—Ah! ah! monsieur l’automate, vous avez des manières un peu brusques, dit avec gaîté l’impératrice, qui n’était pas fâchée de voir ainsi se terminer une partie dans laquelle elle avait peu de chances de succès. Oh! vous êtes fort, j’en conviens; mais vous avez craint de perdre la partie, et par prudence vous avez brouillé le jeu. Allons, je suis maintenant édifiée sur votre savoir et surtout sur votre caractère nerveux.

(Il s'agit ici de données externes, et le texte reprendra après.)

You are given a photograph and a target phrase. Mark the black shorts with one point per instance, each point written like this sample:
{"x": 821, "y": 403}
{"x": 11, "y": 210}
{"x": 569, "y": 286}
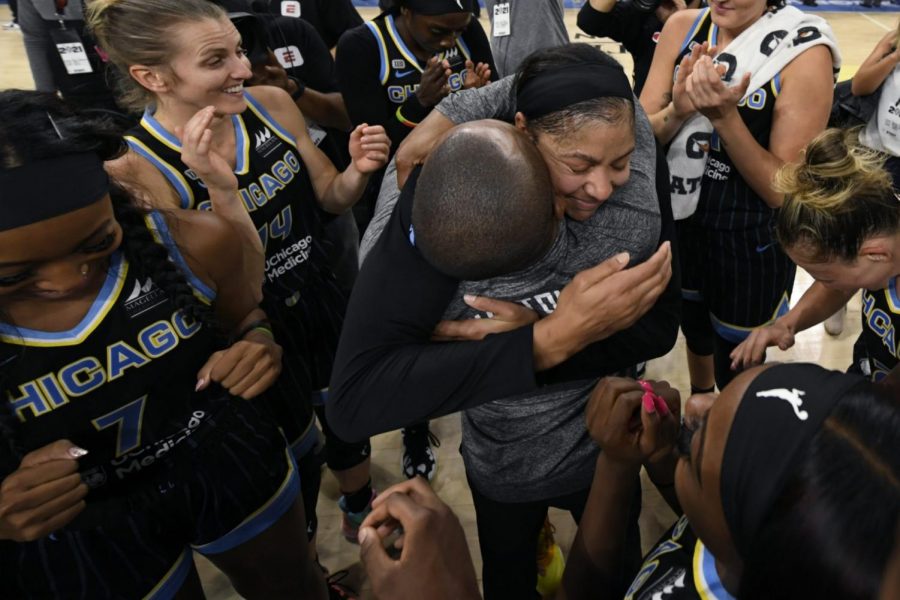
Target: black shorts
{"x": 212, "y": 495}
{"x": 743, "y": 278}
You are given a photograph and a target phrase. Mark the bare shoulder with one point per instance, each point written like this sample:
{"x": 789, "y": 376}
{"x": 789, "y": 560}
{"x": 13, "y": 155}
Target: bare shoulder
{"x": 208, "y": 242}
{"x": 144, "y": 181}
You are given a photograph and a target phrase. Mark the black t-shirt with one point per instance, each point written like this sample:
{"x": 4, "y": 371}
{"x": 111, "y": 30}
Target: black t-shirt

M. de Kempelen commença à respirer, et reprenant courage, il voulut tâcher de détruire tout à fait la fâcheuse impression produite par le manque de respect de sa machine, faute dont naturellement il endossait toute la responsabilité.
—Que votre Majesté, dit-il humblement, me permette de lui donner une explication sur ce qui vient de se passer.
—Pas du tout, monsieur de Kempelen, interrompit joyeusement la Czarine, pas du tout; je trouve au contraire cela très amusant, et je vous dirai même que votre automate me plaît tellement que je veux en faire l’acquisition. J’aurai ainsi toujours près de moi un joueur un peu vif peut-être, mais assez habile pour me tenir tête. Laissez-le donc dans cet appartement et venez me voir demain matin pour conclure le marché.
A ces mots et sans attendre la réponse de M. de Kempelen, l’Impératrice quitta la salle.
En témoignant le désir que l’automate restât au palais jusqu’au lendemain, Catherine voulait-elle commettre une indiscrétion? Tout porte à le croire. Heureusement l’habile mécanicien sut déjouer cette curiosité féminine en faisant passer Worousky dans la caisse qu’il avait fait apporter à tout hasard, comme nous l’avons dit.
L’automate resta dans la bibliothèque, mais Worousky n’y était plus.
Le lendemain, Catherine renouvela à M. de Kempelen la proposition d’acheter son joueur d’échecs. Ce dernier lui fit comprendre que sa présence étant nécessaire pour les fonctions de cette machine, il lui était impossible de la vendre.
L’Impératrice se rendit à cette bonne raison et, tout en félicitant le mécanicien sur son œuvre, elle lui remit un témoignage de sa libéralité.
Trois mois après, l’automate était en Angleterre sous la direction d’un M. Anthon, auquel M. de Kempelen l’avait cédé. Worousky continua-t-il à faire partie de la machine? Je l’ignore, mais on doit le supposer, en raison de l’immense succès qu’eut à cette époque le joueur d’échecs, dont tous les journaux firent mention.